After making a few arrangements I somehow drove to the hospital to find my son hooked up to so many machines you cant even begin to image it. It was like a Christmas tree with lights flashing, machines dinging and in general it was a huge stunned moment for me. (Just a moment while I wipe the tears from my eyes.)
Now Hayden was none responsive, had no gross motor skills, no language, ventilated but conscious we think and on what felt like a pharmacy worth of medication. He was medicated for continual fluid loss, electrolytic imbalance, kidney failure, extremely low blood pressure etc etc I wont bore you with the rest.
We had no idea what was going on. Between the continual blood tests and the CT scan we were in the dark. Luckily for us a Kiwi friend, who was also in Brunei, was ICU nurse. She was by our side, asking the great questions for us and generally supporting us. Our friend sat with me for 3 nights while Hayden's life hung in the balance. It was really touch and go. I so appreciate the support given to us at this stage. So Karen if you ever get to read this thank you so much from the bottom of my heart.
After 5 days in PICU we were told by the head of Pediatrics that they had no idea what was wrong with Hayden but said he needed to be taken back to New Zealand when he was stable. By now he was off the ventilator but had his eyelids taped down as they would not shut, his arms secured gently down and still attached to many of the same machines.
Hayden had become a pin cushion. Not a vein was left untapped. Eventually a central line was put in, but bed sores were becoming evident and an IV site had tissued badly.
21 days later with the support of Karen, my sister who is in the medical profession we put Hayden on a commercial flight back to New Zealand where the long pathway to discovering what was wrong with Hayden, his prognosis and rehab. I will leave that part of the story for tomorrow.
I have used this journalling from this blog post on this page.
Credits Essence of Cream kit by Lindsay Jane Designs. The font is Papyrus and bush is from Obsidian Dawn.
3 comments:
Thank you for sharing your heartbreaking journey, Tamara. I appreciate how hard it was for you to sit down and actually write all that, and create that beautiful layout, too.

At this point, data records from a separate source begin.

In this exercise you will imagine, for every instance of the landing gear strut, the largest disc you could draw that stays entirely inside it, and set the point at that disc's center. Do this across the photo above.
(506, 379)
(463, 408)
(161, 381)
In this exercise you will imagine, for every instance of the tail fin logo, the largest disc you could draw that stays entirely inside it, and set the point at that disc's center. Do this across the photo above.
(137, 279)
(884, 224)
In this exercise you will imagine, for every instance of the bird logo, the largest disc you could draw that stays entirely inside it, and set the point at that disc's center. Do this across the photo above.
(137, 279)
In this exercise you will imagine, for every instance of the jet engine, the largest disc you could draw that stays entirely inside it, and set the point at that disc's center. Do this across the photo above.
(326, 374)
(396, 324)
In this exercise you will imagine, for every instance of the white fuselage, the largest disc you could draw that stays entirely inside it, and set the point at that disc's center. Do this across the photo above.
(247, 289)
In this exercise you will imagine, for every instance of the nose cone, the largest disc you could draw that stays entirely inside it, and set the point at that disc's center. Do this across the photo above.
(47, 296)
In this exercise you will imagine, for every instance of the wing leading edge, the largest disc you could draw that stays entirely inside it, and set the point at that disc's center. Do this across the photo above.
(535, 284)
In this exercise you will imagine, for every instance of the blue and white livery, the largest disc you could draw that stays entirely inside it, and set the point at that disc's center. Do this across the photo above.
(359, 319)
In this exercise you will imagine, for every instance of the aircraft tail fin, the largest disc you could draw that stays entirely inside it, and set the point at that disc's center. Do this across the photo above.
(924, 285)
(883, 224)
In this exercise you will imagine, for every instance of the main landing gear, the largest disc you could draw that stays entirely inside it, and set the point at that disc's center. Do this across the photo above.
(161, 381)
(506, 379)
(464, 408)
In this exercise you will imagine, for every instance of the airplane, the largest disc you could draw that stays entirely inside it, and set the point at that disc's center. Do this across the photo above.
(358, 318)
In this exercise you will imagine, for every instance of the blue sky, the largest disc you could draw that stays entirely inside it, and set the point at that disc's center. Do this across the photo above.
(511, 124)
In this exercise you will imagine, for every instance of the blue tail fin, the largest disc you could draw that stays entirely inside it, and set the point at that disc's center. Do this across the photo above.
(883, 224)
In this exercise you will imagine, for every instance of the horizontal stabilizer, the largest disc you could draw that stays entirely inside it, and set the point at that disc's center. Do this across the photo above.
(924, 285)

Fantastic page ! They say it gets better as time goes on, but just how much time ...
He has made wonderful progress in the years since his terrible illness.
Hugs,
Deb. (canpeg)
Oh my goodness. I'm sorry I don't know your son's story but your writing is amazing and heart breaking.
Your layout is just beautiful and I will be around for the next page.
Thankyou Tamara for sharing this story... how scarey for a mother to watch her child maybe slipping away from this life.
I only have one daughter and would be devastated if I ever lost her.